Posts

Comments

Comment by adzcai (alexander-cai) on No convincing evidence for gradient descent in activation space · 2023-04-13T06:03:35.349Z · LW · GW

Regarding "GD++": this is almost identical to the dynamics you'd expect when doing gradient descent on linear regression. See p 10 of these lecture notes for an explanation.

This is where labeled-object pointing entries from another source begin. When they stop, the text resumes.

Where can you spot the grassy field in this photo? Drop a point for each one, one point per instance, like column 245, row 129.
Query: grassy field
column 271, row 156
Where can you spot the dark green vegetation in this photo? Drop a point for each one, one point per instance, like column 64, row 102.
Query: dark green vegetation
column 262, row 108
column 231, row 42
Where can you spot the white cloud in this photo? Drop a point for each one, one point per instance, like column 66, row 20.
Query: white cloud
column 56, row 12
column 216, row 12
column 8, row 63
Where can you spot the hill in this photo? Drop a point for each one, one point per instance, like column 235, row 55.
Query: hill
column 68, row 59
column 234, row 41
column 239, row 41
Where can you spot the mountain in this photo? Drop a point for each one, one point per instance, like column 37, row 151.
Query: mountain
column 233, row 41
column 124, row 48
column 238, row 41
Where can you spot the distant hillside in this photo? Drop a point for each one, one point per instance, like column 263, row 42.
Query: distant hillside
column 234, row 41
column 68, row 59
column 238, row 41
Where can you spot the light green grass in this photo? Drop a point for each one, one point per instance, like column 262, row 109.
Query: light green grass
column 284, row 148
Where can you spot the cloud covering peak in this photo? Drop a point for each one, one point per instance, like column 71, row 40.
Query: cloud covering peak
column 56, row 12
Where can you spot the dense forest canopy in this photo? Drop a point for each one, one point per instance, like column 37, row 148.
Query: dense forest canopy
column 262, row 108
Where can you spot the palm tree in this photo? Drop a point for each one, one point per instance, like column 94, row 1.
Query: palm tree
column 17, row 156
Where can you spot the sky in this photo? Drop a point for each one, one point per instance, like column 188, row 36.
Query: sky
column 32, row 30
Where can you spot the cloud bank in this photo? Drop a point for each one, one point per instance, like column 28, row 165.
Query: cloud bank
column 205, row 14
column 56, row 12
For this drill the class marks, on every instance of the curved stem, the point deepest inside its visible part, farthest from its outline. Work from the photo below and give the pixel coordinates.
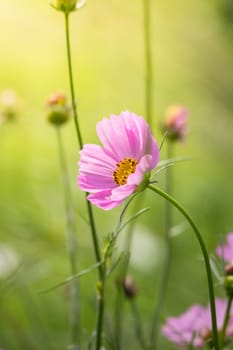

Given, here they're applying this linear transformation to the input data and not as an operator on the weights, but my intuition says there's got to be some sort of connection here; It's "removing" (part of) the component of $x$ that can be represented as a linear combination of the data. (Apologies for a half-formed response; Happy to hear any connections others make.)

(Edited to fix link formatting.)

Comment by adzcai (alexander-cai) on Cognitive Emulation: A Naive AI Safety Proposal · 2023-02-26T05:54:33.263Z · LW · GW

What do you see as the key differences between this and research in (theoretical) neuroscience? It seems to me like the goals you've mentioned are roughly the same goals as those of that field: roughly, to interpret human brain circuitry, often through modelling neural circuits via artificial neural networks. For example, see research like "Correlative Information Maximization Based Biologically Plausible Neural Networks for Correlated Source Separation".

Comment by adzcai (alexander-cai) on Video/animation: Neel Nanda explains what mechanistic interpretability is · 2023-02-23T01:36:42.976Z · LW · GW

Or even better, finetuning an LLM to automate writing the code!